Dans Valeurs Actuelles, le père Danziec rappelle que la justice ne peut pas se contenter de slogans :

[…] Le slogan rageur “Plus jamais ça !” scandé dans les rues n’a pas plus enrayé la succession d’égorgements, de décapitations, de camions fous ou de fusillades en terrasse. Allumer des bougies place de la République ou brûler un cierge dans un sanctuaire (que les saints me pardonnent) ne suffit pas pour venir à bout d’un mal profond, qu’il s’appelle terrorisme islamiste ou perversion sexuelle. Les hashtags #JeSuisCharlie ou #SortonsLesPoubelles ont leur limite.

​Se targuer d’une irrévérence à la française, soit. Mais si c’est pour se refuser, dans le même temps, à souligner l’incompatibilité de la charia avec le socle civilisationnel judéo-chrétien qui a fait la France, à quoi bon ? Publier au grand jour les abus de tel ou tel membre du clergé, transparence nécessaire pour réamorcer la confiance, soit. Mais si c’est pour refuser, faute de courage, de prolonger cette transparence par une réforme intellectuelle et morale d’envergure, une conversion, on mesure l’insuffisance cruelle du procédé. Sortir les poubelles certes, mais dans le but d’endiguer ce qui pollue.

​Rendre justice aux victimes, c’est leur dire et leur prouver que si des messagers ont corrompu leur ministère, le message, lui, conserve toute sa puissance rédemptrice. Alors, oui, redisons-le : la politique et la foi sont des choses nobles. Pourvu que l’une et l’autre restent fidèles à leur vocation. La politique, en ce qu’elle vise le bien commun d’un peuple et la paix sociale d’une nation, loin des calculs ou des postures qui ne la grandissent pas. La foi, en ce qu’elle dilate les cœurs par l’Évangile et donne du sens à l’existence par sa tradition, loin de la couardise mondaine qui ne la sublime pas.

​Gustave Thibon, avec le discernement et le bon sens qui ont fait sa réputation, ne manquait pas de remarquer que la monarchie est plus que le roi et le sacerdoce plus que le prêtre. On pouvait autrefois, tels Dante ou Catherine de Sienne, se payer le luxe de mépriser tel roi ou tel pape sans que le principe même de la monarchie ou de la papauté soit mis en question.
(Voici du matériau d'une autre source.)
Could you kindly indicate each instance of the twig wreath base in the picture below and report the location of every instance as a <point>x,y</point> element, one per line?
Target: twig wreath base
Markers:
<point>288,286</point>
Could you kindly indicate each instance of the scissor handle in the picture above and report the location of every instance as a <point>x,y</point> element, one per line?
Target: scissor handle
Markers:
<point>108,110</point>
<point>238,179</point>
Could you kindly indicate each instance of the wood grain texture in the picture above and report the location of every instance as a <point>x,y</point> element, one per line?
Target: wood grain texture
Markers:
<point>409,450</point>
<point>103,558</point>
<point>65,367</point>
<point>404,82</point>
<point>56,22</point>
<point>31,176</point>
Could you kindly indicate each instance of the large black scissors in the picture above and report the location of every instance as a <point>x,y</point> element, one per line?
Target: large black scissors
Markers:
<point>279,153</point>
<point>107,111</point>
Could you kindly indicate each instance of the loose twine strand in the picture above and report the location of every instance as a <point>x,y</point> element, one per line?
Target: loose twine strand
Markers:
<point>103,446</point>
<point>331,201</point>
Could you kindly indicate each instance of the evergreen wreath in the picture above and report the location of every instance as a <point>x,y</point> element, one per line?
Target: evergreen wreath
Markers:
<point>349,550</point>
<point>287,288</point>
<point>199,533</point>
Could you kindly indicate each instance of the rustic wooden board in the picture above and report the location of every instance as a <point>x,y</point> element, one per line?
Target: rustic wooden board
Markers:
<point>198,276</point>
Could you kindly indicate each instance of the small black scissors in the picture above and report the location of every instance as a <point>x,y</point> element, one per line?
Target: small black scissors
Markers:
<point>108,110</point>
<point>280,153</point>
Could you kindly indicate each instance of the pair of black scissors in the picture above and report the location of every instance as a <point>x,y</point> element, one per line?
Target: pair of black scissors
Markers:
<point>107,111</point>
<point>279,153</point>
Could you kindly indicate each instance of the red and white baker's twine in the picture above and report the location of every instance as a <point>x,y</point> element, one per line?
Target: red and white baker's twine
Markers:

En temps de crise, on assiste au phénomène inverse : les institutions ne sont tolérées et aimées qu’à travers les personnes… C’est dire l’urgence politique et religieuse de la situation actuelle. Si l’on estime que le sabre et le goupillon tiennent un rôle grave et sérieux dans le redressement d’un peuple, plus que jamais l’heure est à des chefs politiques et religieux intègres et vigoureux.

​Chacun son domaine. Aux politiques, le soin de faire leur examen de conscience. Quant à l’univers ecclésiastique, il serait temps pour lui – et pour ses responsables – de discerner consciencieusement les germes de mort qui polluent le clergé ces dernières décennies. L’affaissement du sens du péché ? La perte du sens de Dieu ? Un rapport au monde d’une naïveté confondante ? Le bannissement du vocabulaire ecclésial des mots “ascèse”, “sacrifices” ou “mortification”, comme si le prêtre ou l’évêque, par sa seule onction, devenait un pur esprit ?

​L’histoire nous enseigne que les paysans vendéens ont tiré les nobles de dessous de leur lit, où ils se cachaient, pour les appeler à prendre leurs responsabilités face aux désordres de la Révolution. Le petit peuple, de Dieu ou non, ne manquera pas demander des comptes à ceux qu’ils ont pour chefs. Non par haine. Mais par justice. Pour l’amour du prochain. Et le salut des âmes, surtout.